One of the truly interesting things about the reaction to the president’s announcement of support for same-sex marriage (sorry if it annoys anyone that I’m writing about this yet again, but it is the dominant story of this week, affecting nearly every other political “story”), particularly among those who were pleased with it, is the constant alteration between narratives emphasizing its highly tactical and perhaps even accidental nature, and narratives placing it as extraordinarily important–even magnificent–from the perspective of history. This is particularly noticeable among LGBT writers, who often seem to pause in the midst of analyzing the event dispassionately or even cynically, to marvel at how it has affected them.
The latest effort to combine these different perspectives is from Jonathan Rauch at TNR, who specifically compares Obama’s trajectory on civil rights for LGBT folk with LBJ’s on civil rights for African-Americans:
When he first campaigned for the White House, Barack Obama vowed to be a fierce advocate for gay rights, but it hasn’t always been clear if he intended to keep his promise. Indeed, we gay folks had gotten used to grousing about the President. We noticed the way he dragged his feet after promising to repeal the ban on military service; we felt betrayed when his Justice Department insisted, as George W. Bush’s had done, that gays have marriage equality already, because we can already marry someone of the opposite sex….
[I]t’s now clear that the Obama administration has quietly accumulated an impressive and unprecedented record on gay rights. Indeed, with his health-care reform bill in jeopardy of being overturned by the Supreme Court or repealed by a future Congress, there’s a real possibility that his efforts for gay equality will prove to be his most enduring legacy. The history books may remember Obama for doing for gays what Lyndon Johnson did for African Americans: Leading his party across a bridge to an irrevocable position on civil rights….
Obama’s gay-marriage conversion smacks of conviction, not convenience. Waiting until after the election would have been politically safer, but if Obama loses in November, as he knows he might, a historic opportunity to speak out for justice could have slipped away. President Clinton has said he regrets having signed the Defense of Marriage Act. Obama seems to have decided not to repeat the error….

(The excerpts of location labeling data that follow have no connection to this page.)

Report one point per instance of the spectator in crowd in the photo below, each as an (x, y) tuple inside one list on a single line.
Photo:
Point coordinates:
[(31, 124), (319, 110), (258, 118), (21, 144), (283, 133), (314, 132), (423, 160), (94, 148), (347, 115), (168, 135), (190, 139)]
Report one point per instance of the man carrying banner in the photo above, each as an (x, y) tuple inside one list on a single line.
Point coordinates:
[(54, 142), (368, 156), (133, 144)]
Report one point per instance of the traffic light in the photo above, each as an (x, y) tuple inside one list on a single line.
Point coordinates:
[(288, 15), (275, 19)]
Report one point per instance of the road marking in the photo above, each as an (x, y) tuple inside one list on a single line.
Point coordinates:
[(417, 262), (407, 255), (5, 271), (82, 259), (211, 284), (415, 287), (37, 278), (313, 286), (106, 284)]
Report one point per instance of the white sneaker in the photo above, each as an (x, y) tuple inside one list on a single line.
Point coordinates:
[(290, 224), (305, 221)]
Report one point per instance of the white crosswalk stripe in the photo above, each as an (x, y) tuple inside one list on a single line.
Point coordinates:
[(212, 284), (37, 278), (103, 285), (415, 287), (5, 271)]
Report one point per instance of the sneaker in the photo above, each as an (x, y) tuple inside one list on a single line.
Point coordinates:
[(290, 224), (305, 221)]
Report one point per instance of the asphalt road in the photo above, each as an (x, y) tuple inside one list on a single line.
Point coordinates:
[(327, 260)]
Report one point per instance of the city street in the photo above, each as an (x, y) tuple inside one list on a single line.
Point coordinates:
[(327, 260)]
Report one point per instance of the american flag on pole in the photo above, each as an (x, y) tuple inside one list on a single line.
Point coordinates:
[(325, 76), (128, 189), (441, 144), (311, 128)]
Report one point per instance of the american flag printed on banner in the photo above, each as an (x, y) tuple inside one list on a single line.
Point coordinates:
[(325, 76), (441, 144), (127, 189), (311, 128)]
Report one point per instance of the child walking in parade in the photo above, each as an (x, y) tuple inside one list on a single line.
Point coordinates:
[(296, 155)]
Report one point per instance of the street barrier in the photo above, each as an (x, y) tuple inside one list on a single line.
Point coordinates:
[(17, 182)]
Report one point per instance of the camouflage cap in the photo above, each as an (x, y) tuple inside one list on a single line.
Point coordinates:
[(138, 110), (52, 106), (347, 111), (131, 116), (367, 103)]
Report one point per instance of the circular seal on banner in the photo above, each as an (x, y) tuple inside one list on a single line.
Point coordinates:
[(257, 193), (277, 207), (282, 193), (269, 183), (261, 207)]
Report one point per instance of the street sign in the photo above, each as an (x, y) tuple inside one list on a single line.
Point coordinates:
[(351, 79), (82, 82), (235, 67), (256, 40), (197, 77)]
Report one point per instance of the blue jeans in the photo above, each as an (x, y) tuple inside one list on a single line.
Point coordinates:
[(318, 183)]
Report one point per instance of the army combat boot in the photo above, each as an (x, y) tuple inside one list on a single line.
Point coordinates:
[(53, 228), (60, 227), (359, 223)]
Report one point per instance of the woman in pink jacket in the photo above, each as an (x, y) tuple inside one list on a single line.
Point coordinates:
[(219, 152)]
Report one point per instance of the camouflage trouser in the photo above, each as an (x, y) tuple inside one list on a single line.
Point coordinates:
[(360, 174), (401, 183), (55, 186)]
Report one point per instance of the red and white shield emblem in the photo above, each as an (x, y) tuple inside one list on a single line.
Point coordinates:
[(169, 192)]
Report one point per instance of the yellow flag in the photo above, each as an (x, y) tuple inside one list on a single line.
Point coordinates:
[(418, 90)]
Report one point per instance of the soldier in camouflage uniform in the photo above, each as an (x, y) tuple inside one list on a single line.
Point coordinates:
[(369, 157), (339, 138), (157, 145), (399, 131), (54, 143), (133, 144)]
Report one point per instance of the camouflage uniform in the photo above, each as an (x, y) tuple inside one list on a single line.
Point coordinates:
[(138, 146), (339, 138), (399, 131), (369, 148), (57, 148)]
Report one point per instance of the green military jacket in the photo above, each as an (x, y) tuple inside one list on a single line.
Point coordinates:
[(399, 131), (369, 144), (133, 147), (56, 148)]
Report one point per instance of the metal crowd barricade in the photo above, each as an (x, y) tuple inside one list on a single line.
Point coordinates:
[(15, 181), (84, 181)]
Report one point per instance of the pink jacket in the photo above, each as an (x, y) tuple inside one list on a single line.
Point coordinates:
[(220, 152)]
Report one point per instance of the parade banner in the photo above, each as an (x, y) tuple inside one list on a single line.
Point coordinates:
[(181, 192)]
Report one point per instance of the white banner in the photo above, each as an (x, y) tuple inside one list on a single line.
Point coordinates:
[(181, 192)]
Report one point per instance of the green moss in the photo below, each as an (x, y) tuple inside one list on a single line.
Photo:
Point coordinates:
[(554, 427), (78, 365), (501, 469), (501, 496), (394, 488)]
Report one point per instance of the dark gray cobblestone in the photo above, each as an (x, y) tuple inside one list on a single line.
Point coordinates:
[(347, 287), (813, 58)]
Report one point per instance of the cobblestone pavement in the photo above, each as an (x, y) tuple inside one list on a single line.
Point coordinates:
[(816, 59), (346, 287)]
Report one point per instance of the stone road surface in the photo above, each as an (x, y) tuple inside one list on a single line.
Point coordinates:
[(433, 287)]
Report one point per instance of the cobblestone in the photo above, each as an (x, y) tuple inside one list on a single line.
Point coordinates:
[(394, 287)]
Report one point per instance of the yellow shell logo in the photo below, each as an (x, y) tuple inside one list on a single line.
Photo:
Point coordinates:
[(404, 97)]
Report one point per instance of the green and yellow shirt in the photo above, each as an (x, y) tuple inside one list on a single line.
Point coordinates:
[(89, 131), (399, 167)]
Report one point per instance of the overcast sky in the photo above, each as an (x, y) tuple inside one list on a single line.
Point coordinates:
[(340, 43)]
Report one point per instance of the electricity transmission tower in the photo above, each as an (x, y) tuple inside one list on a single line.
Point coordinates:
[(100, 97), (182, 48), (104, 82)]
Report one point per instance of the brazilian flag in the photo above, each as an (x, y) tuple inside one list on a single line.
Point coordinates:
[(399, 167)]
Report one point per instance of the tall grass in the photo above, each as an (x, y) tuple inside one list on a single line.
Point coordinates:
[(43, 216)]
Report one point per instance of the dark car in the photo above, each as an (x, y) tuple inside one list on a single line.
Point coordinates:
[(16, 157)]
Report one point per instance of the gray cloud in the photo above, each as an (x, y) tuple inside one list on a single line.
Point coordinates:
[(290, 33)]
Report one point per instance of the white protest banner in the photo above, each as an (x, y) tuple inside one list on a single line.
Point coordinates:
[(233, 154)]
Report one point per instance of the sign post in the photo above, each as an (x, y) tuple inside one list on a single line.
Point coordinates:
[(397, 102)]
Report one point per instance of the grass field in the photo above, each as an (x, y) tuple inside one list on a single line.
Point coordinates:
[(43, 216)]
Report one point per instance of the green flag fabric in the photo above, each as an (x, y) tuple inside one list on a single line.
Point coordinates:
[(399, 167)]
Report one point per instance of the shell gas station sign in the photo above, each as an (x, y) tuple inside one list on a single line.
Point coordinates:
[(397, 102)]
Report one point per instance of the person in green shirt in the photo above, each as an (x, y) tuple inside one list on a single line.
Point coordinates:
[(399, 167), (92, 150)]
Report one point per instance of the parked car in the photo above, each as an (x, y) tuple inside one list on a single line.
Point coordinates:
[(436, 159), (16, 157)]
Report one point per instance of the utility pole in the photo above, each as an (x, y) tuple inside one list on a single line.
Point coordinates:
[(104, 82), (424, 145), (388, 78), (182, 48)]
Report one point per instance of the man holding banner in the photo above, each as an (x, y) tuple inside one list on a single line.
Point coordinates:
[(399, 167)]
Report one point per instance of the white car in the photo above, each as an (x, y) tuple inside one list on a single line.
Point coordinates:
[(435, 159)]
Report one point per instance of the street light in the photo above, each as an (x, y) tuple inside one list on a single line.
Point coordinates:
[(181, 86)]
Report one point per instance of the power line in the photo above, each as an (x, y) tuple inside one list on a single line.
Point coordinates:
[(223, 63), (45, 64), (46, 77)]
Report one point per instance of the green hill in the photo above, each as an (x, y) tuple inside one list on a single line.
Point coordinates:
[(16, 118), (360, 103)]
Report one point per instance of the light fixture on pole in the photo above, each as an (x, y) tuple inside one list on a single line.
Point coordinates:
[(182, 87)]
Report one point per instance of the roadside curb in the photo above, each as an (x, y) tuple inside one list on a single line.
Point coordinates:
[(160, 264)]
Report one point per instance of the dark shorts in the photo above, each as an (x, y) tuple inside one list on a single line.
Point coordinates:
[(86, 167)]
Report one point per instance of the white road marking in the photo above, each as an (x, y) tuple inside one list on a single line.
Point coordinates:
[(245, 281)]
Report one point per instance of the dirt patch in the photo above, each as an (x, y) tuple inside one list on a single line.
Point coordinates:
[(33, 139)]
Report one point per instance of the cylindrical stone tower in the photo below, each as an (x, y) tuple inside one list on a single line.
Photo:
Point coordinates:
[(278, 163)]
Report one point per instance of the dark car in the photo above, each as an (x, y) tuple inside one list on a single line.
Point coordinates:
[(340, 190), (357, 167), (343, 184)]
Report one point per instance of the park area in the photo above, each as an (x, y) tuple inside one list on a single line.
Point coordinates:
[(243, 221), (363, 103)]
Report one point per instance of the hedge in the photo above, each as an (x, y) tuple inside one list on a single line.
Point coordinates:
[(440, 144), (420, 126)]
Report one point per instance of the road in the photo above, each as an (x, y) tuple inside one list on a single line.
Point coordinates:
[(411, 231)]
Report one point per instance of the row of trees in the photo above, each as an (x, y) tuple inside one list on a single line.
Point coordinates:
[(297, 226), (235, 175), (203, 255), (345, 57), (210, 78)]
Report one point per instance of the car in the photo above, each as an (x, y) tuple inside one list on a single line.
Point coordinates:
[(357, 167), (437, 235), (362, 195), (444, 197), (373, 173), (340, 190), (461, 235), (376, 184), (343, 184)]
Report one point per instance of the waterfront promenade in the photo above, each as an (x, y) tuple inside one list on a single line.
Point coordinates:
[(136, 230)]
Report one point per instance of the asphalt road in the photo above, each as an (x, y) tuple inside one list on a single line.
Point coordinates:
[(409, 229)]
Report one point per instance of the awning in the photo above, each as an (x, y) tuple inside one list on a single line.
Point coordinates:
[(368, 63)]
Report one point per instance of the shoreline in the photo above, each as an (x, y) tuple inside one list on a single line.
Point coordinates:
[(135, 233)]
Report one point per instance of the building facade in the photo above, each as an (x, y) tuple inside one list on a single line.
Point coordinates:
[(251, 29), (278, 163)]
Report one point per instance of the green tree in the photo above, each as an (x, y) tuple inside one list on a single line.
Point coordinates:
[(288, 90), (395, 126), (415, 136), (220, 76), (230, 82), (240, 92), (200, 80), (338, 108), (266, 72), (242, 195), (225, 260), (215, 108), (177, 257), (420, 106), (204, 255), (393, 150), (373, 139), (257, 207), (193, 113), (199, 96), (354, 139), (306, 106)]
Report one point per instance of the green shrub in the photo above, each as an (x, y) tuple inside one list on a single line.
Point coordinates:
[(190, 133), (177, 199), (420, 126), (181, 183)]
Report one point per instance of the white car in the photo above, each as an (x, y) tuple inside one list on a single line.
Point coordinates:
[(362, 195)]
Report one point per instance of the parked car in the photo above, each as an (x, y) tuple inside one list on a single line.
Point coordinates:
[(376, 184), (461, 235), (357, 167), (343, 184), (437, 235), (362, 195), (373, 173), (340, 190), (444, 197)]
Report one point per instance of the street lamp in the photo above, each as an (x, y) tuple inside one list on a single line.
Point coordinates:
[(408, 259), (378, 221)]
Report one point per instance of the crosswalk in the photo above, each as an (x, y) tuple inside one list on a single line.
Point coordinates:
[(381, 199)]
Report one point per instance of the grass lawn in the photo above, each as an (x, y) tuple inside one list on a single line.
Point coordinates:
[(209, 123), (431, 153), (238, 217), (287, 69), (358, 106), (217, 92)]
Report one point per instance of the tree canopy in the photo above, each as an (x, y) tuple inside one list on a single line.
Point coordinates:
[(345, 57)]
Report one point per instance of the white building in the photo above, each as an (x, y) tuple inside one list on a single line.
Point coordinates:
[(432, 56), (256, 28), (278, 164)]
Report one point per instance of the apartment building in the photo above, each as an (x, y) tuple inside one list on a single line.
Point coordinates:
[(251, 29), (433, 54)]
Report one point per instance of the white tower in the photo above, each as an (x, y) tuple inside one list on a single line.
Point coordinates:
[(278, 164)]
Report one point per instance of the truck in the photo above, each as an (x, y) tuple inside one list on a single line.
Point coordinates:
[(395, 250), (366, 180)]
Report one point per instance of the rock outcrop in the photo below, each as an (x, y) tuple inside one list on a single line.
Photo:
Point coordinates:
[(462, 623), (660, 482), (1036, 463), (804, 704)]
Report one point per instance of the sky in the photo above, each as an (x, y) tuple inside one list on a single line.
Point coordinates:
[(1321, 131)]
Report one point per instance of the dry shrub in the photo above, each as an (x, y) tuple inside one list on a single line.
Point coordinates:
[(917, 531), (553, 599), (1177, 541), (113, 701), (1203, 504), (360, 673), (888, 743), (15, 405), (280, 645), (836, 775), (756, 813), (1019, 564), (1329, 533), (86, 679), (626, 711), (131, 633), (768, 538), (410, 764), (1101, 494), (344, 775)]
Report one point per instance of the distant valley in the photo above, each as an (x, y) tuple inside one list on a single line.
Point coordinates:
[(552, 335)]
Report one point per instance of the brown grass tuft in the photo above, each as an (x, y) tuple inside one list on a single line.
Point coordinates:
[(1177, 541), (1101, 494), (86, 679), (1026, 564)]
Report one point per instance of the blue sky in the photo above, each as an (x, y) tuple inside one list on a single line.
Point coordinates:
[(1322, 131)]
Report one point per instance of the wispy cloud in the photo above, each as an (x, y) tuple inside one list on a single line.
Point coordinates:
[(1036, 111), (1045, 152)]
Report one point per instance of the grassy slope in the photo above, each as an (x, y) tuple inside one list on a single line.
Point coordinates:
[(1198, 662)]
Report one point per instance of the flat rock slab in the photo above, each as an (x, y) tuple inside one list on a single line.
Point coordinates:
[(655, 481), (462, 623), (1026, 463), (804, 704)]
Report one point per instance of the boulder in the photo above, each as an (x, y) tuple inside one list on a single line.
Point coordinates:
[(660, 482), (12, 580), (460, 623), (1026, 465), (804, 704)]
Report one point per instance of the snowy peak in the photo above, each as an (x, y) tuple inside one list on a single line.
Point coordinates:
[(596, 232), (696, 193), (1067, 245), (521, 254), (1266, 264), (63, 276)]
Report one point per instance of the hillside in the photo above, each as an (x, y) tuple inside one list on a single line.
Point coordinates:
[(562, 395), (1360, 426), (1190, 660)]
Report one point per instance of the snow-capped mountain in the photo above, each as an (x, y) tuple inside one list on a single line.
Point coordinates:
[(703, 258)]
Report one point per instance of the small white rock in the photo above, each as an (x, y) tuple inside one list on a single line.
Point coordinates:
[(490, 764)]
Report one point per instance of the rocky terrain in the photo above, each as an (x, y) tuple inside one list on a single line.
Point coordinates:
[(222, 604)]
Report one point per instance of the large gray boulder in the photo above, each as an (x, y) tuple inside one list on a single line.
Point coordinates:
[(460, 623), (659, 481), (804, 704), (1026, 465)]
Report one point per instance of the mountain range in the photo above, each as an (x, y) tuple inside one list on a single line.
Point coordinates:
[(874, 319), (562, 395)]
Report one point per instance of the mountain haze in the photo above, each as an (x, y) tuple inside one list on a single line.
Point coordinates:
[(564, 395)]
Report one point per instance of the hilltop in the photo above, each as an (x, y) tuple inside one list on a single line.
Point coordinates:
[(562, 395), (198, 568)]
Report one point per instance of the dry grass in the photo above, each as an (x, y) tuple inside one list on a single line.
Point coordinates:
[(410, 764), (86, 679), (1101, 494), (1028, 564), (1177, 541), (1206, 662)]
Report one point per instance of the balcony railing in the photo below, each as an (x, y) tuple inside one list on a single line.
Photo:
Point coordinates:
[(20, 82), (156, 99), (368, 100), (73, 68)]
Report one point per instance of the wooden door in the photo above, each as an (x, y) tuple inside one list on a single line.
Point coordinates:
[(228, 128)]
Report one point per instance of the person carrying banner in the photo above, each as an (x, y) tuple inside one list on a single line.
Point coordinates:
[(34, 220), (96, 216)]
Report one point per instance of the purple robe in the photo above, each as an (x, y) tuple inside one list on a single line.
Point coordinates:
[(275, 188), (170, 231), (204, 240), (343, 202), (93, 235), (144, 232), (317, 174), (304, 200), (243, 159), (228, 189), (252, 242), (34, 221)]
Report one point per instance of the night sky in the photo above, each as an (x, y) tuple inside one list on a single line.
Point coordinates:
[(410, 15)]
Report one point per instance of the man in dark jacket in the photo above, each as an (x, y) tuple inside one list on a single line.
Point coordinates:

After observing that Obama’s assumption of political risk on marriage equality can’t really compare with LBJ’s on civil rights, which is still affecting both major parties, Rauch concludes:
Still, Obama has claimed for himself a place in gay history not unlike LBJ’s place in black history. He is the first U.S. president to put the federal government unequivocally on the side of full equality for gay Americans, and he will almost surely be the last Democratic president to have opposed full equality. For his party, for its liberal base, and possibly for the country, there is no going back. He has crossed the bridge from Selma.
I’d observe that this isn’t the first, or second, time that a complicated progressive politician took a historic step in a calculated way from what might be at least partially interpreted as mixed motives. The Emancipation Proclamation, after all, contradicted years of prior statements by Lincoln that he never intended, even after the beginning of war, to tamper with slavery in its southern homeland. He got to his ultimate position in no small part, moreover, because he was convinced it would help win the war. But he also knew he was making history, and did.